A framework of frameworks#
Fig. 2 UDEF#
This represents the entire, cumulative framework and consists of several sub-frameworks and intermediate steps, and it describes the overall end-to-end detection engineering process. While intended to be comprehensive, it is possible that certain components may feel left out, especially dependent on your interpretation; however, this represents the most prominent steps in the most common processes.
Data and Posture Baseline Lifecycle (DPBL)#
This stage is all about establishing as much understanding about the normal or starting state of the environment — like its data and defensive posture — as well as the baseline for industry threat coverage. It is just as important to establish repeatable procedures for accomplishing these tasks, including safely storing and retrieving the data and findings.
An additional supplemental step to help bolster the data and understanding includes hunting for outliers and unknown threats. This also allows for taking a less biased or influenced approach by focusing on generic threats or outliers (malicious and benign). It is a way to control tendencies to over focus on assumptions.

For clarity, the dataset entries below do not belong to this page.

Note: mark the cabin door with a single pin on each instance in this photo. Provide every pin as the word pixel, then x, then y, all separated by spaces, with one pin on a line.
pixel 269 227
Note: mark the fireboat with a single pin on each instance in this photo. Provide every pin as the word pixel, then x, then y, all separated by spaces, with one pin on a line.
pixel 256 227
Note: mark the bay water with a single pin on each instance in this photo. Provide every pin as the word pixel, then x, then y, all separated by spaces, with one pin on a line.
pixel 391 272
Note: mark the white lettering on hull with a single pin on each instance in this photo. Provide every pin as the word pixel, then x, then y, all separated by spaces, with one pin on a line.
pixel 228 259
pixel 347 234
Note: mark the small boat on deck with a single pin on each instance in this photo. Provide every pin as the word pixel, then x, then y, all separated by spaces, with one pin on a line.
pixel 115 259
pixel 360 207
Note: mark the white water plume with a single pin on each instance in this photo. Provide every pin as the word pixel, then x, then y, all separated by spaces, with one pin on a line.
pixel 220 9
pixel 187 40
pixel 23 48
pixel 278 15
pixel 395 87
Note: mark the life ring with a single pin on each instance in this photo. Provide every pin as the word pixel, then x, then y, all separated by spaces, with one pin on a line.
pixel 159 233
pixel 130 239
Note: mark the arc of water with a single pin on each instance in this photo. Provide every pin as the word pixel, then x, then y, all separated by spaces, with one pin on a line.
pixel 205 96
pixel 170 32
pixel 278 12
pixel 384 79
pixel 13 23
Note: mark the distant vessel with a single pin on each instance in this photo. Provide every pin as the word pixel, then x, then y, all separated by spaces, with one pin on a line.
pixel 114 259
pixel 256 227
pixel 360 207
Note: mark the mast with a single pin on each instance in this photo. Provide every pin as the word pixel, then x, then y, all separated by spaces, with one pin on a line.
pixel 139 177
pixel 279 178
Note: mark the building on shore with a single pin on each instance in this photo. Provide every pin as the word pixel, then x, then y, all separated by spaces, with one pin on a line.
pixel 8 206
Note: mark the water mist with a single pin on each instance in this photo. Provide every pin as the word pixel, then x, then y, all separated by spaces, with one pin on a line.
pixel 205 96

Research and Capability Development Scoping (RCDS)#
A significant amount of time spent on planning tends to be around scoping to specific outcomes, such as addressing emerging threats, satisfying product gaps, or enabling new product features. Additionally, because security features are often layered across disparate technologies such as endpoints, cloud workloads, an ecosystem of integrations, and ultimately any datasource logged to a SIEM, scope has the potential to essentially be unbounded.
The RCDS breaks down the factors that should be considered into six categories. These categories have the flexibility and resiliency to be applicable to just about any organization, operation, or threat landscape.The goal of using this is to determine the most appropriate scoping of efforts and focus, while predicting the best value outcomes for these decisions.
Detection Capability Development Lifecycle (DCDL)#
This should feel similar to the traditional Software Development Lifecycles (SDLC) or other Rule Development Lifecycles
(RDL), because it is deliberately intended to and where it originally evolved from. The DCDL initially started out as a
Rule Development Lifecycle, but evolved for multiple reasons. First off, RDL’s seem overused and under-representative of
what the focus of the lifecycle actually represents. This lifecycle is meant to be applied beyond typical rules or
detections. “Capabilities” is a much more accurate term to represent some of the targeted outcomes, which include:
Detection logic (actual or pseudocode)
Detection rules
Prevention rules
Signatures (YARA, atomic indicators, etc.)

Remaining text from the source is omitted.